Africa: Development Partnerships or Transactional Politics? An Insight Into the Continent’s Struggle for Economic Transformation


Africa’s ministers of finance and economic development convened in Algiers on 8 May 2001 for their annual meeting. Their conference is usually unremarkable: this was a rare occasion in which it was momentous. In his memoir Know the Beginning Well, K.Y. Amoako provides a unique insider’s view. I was also there, as a member of his team.

The conference one agenda item: to adopt a unified proposal for a continent-wide rejuvenation programme. The Millennium African Recovery Plan (MAP) had originated as an initiative by South Africa’s president Thabo Mbeki for the African ‘renaissance’, which would among other things reset development partnerships between the continent and its major donors, and facilitate South African private capital finding investment opportunities in the rest of the continent, thereby helping to fill Africa’s estimated $64 billion finance gap.

Mbeki’s initiative had the strong backing of Nigeria and Algeria. The UK Prime Minister Tony Blair was known to be an advocate–on the condition that Africa presented a unified plan. Not wishing to become a second-tier player, Senegal’s Abdoulaye Wade had also put forward his OMEGA plan, which had a stronger emphasis on infrastructure. In reality it was a bid for leadership.

Since Amoako took over as the Executive Director of the United Nations Economic Commission for Africa (ECA) five years earlier, he had refocused the institution on bridging the gap between Africans’ analysis of their economic predicament and the World Bank’s. He positioned the ECA as an intellectual powerhouse in the emerging international partnership for Africa’s development. The previous year, Amoako, had crafted his own set of proposals for economic recovery. Initially floated as a ‘Global Compact for Africa’ this was refined in discussion with the South African MAP team to become the ‘Compact for Africa’s Recovery’.

The ECA set the agenda for the Algiers conference, which began with unifying the MAP, OMEGA and Compact for Africa’s Recovery. Technically, this should not have been a difficult task, and as an enthusiastic technocrat, Amoako assumed that the procedural hurdle would be vaulted in the opening session, after which the ministers would turn to details. It didn’t happen.

After the strong declarations of purpose in the opening session, the conference hit a roadblock. First Senegal and then South Africa refused to compromise. Almost the entire meeting was taken up with shuttle diplomacy among hotel rooms while the planned sessions were put on hold. It was the politics of positioning: who was to be heralded as the leader. It was as though the delegates had been instructed that it was better for the talks to collapse than for their rivals to emerge with the credit. Just as the South Africans and Senegalese reached a deal, the Algerians stepped in demanding trivial but problematic changes, just to show their weight.

I remember Amoako opening a bottle of wine in his hotel suite to celebrate success on the final evening–‘success’ meaning that there was an agreed final communiqué to adopt what was now called the ‘New African Initiative’. There had been neither time nor energy to discuss the innovative ideas on the table.
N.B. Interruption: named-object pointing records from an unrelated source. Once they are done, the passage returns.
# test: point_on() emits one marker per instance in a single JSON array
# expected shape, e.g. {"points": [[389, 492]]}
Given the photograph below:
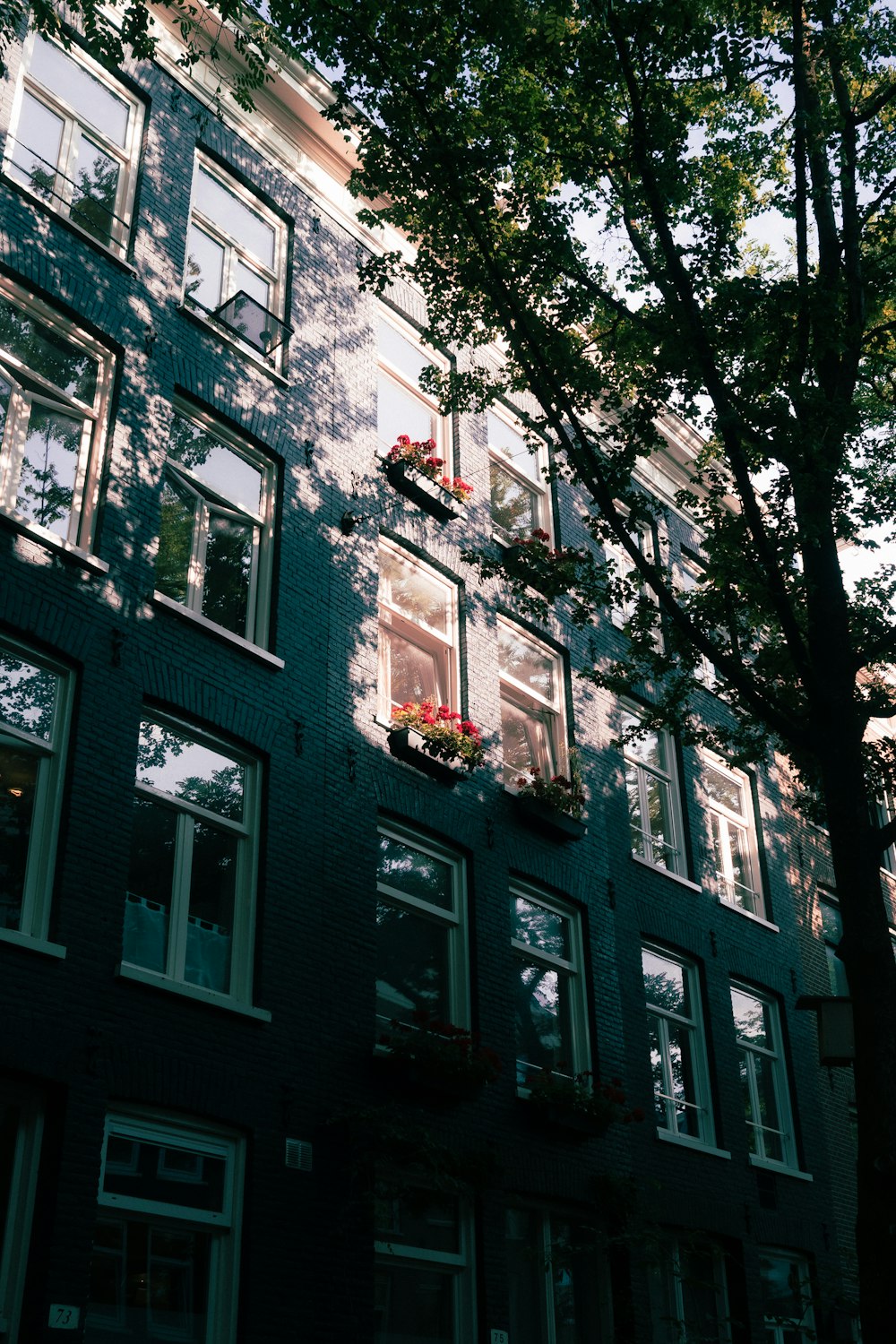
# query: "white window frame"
{"points": [[538, 486], [223, 1225], [672, 851], [699, 1105], [245, 883], [458, 1263], [548, 710], [209, 503], [747, 900], [571, 969], [454, 921], [15, 1236], [443, 648], [540, 1269], [670, 1308], [74, 128], [387, 368], [34, 919], [236, 252], [774, 1062], [31, 389], [786, 1331]]}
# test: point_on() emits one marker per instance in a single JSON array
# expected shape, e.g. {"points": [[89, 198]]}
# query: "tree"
{"points": [[487, 136]]}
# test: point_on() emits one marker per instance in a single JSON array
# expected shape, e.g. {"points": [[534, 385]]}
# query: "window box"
{"points": [[410, 746], [557, 825], [422, 489]]}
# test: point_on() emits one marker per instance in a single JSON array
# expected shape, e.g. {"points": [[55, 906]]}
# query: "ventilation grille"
{"points": [[298, 1155]]}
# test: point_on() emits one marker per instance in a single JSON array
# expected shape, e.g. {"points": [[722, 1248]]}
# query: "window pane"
{"points": [[413, 967], [27, 696], [667, 984], [47, 355], [540, 927], [18, 785], [234, 217], [48, 468], [89, 97], [527, 663], [723, 789], [509, 444], [217, 465], [414, 593], [416, 874], [148, 1284], [204, 269], [212, 889], [166, 1174], [413, 672], [413, 1305], [93, 203], [543, 1019], [228, 564], [190, 771], [514, 508], [38, 145], [150, 886], [175, 542], [400, 411], [525, 741]]}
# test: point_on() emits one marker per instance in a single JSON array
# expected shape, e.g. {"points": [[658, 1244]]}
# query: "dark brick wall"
{"points": [[89, 1038]]}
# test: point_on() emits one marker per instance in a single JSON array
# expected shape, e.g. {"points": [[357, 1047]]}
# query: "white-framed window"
{"points": [[21, 1134], [54, 390], [75, 140], [763, 1077], [217, 529], [166, 1253], [559, 1287], [831, 932], [654, 801], [520, 494], [731, 835], [677, 1047], [418, 632], [532, 718], [421, 932], [237, 260], [402, 406], [688, 1293], [551, 1018], [35, 704], [786, 1297], [424, 1285], [190, 908]]}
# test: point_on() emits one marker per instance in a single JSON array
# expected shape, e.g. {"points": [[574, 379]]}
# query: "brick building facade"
{"points": [[220, 886]]}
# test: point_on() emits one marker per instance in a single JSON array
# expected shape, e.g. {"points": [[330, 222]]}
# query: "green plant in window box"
{"points": [[581, 1099], [445, 734], [440, 1055]]}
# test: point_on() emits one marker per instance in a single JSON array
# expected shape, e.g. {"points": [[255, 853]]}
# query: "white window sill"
{"points": [[745, 914], [692, 1144], [177, 986], [668, 873], [218, 631], [242, 349], [43, 537], [39, 945], [780, 1168]]}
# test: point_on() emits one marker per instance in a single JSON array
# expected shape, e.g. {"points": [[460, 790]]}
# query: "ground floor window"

Among these proposals formulated by the ECA was the African Peer Review Mechanism (APRM), a radical idea to shift away from donor-imposed conditionality to a collective African responsibility for good governance. It was the counterpart of the African-led concepts of ‘sovereignty as responsibility’ and ‘non-indifference‘ to egregious violations of human rights–a recognition that Africa needed to be honest about its own failures and to address those failures itself. While the ‘New African Initiative’ went forward to the summit of the Organisation of African Unity two months later, the APRM took another year to win approval.

Amoako’s vision was that Africa should own the goals and strategies for economic development, and that this would be workable if the principles and institutions for governance were in alignment with international best practices. Africa might not be able to challenge the orthodoxies of the Bretton Woods Institutions–the so-called ‘Washington Consensus’–but if the continent acted in a coordinated manner, then it could maximize its room for manoeuvre.

A few months after the OAU adopted the plan, it was renamed the New Partnership for Africa’s Development (NEPAD). It was the first continent-wide economic blueprint to win major backing from Africa’s international donors. But under the same pressures that had turned the Algiers conference into a haggling process, NEPAD morphed into a mechanism for coordinating projects instead than a shared set of norms and principles. The progress was incremental rather than transformative.

Chapter 11 of Know the Beginning Well is subtitled ‘A look behind the scenes at getting NEPAD off the ground.’ It deals with that meeting: that was the point at which Amoako’s professional expertise and ambition, aligned with shared vision among some African leaders and international development ministers (especially in Europe), met the transactional calculus of Africa’s real politics. For him it was a salutary awakening about the petty games played by political leaders. It is a testament to the energy behind the transformative agenda that Amoako and his fellow travellers got as far as they did.

Twenty years on, we can see the fruits of those efforts–and also how some of the pickings have been greedily gobbled up.

One of the great successes of the development partnership decade was that most of Africa’s debt to the OECD and multilateral institutions was forgiven and the proceeds of the write-off were ploughed into supporting government-led programmes to attain the Millennium Development Goals (MDGs). In the decades of rapid growth that followed, the biggest economic partner suddenly became China. Its focus was infrastructure and natural resource extraction, and it has been ready to invest and lend heedless of the complex governance assessments championed by the ECA and NEPAD. In their rush to take Chinese loans, many African countries have fallen into a new debt trap, with a creditor unlikely to be forgiving.

Africa’s development partnership decades saw impressive growth, poverty reduction and improvements in human development indicators. But too many elites found the possibilities for self-enrichment too enticing. The ECA’s own High-Level Panel on Illicit Financial Flows (which reported in 2015) found astonishing levels of corruption and capital flight, with foreign investors, African businesspeople and leaders in cahoots. In extremis these funds were used to buy off entire political systems.

The single biggest case is state capture in South Africa under Jacob Zuma, which the government of Cyril Ramaphosa is struggling to undo. There have been authoritarian-kleptocratic turns in countries from Tanzania and Uganda to Mali and Côte d’Ivoire. In the case of Ethiopia, poster child for the Millennium Development Goals, the current elite is killing the goose that laid the golden egg, its fall shown dramatically by the disinterest of foreign investors in bidding for the crown jewels of the government’s privatization programme, Ethiopia Telecom.